Dün, Trabzonspor Onursal Başkanı Mehmet Ali Yılmaz İstanbul’da son yolculuğuna uğurlandı. Cenaze törenine spor, siyaset, sanat, bilim, basın ve iş dünyasından onlarca insan katıldı. İstanbul uzun zamandan beri bu kadar kesimden insanın buluştuğu bir cenaze törenine sahne olmamıştı. Trabzon’dan da çok sayıda isim cenaze töreninde yerini aldı. Son dönemde aralarında ciddi soğuk rüzgârlar estiği bilinen eski bakan Faruk Özak’ta geçmişte Trabzonspor çatısı altında birliktelikleri olan Mehmet Ali Yılmaz’ı son yolculuğunda yalnız bırakmadı. Özak, basın mensuplarına verdiği demeçte, “ Mehmet Ali Yılmaz ile olan birlikteliklerini, Trabzon ve Türk Sporuna olan katkılarını anlattı. Son dönemlerde görüşmüyor olsalarda Mehmet Ali Yılmaz’ın erken yaşta vefatından duyduğu üzüntüyü dile getirdi. Faruk Özak, eski dostuna cenaze törenine katılarak vefa örneği gösterdi. Herkesin de takdirini topladı. Netice itibariyle sevabıyla günahıyla, yaptıkları ve yapamadıkları ile bu dünyadan bir Mehmet Ali Yılmaz geçti.
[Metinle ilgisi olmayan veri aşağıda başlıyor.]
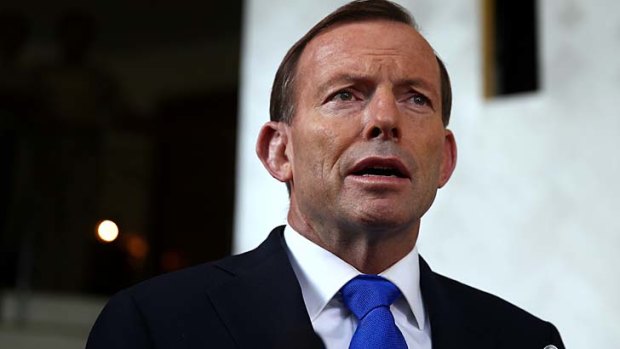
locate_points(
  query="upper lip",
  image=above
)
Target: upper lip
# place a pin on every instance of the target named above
(382, 163)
Ruhu şad, mekânı cennet olsun!
***
BAŞARI ARSA SATMAK DEĞİL, ALMAKTIR!
Trabzonspor başkanı Ertuğrul Doğan, borçların azaltılması için yapılacak çalışmaları anlatırken, en çok da İstanbul Kartal projesine güvendiğini dile getiriyordu. Hatta burada yapacakları çalışmayla birlikte kulübün borcunun yarısının karşılanacağını vurguluyordu. Ahmet Ağaoğlu başkanlığı döneminde asılında Kartal ile ilgili çalışmalar başlamıştı. Bordo-Mavili kulübün 1996 yılında Faruk Nafız Özak başkanlığındaki yönetimi döneminde Milli Emlak’tan uzun süreli kiralanmıştı. İstanbul Büyükşehir Belediye Meclisinin de kararıyla buradaki arsada yapı ruhsatı alınmıştı. Amaç hem Trabzonspor sık sık gittiği İstanbul’da bu arsada yapılacak tesiste kalacak, takım idmanlarını burada yapacak, ayrıca çeşitli sosyal tesislerle birlikte de gelir elde edilecekti. Ne yazık ki istenenlerin hiçbiri olmadı. Sadece yüzme havuzlu ve tenis kortlu bir restoran yapıldı, uzun süre burasını Volkan Konak işletti. Ancak onunla da önemli sorunlar yaşandı.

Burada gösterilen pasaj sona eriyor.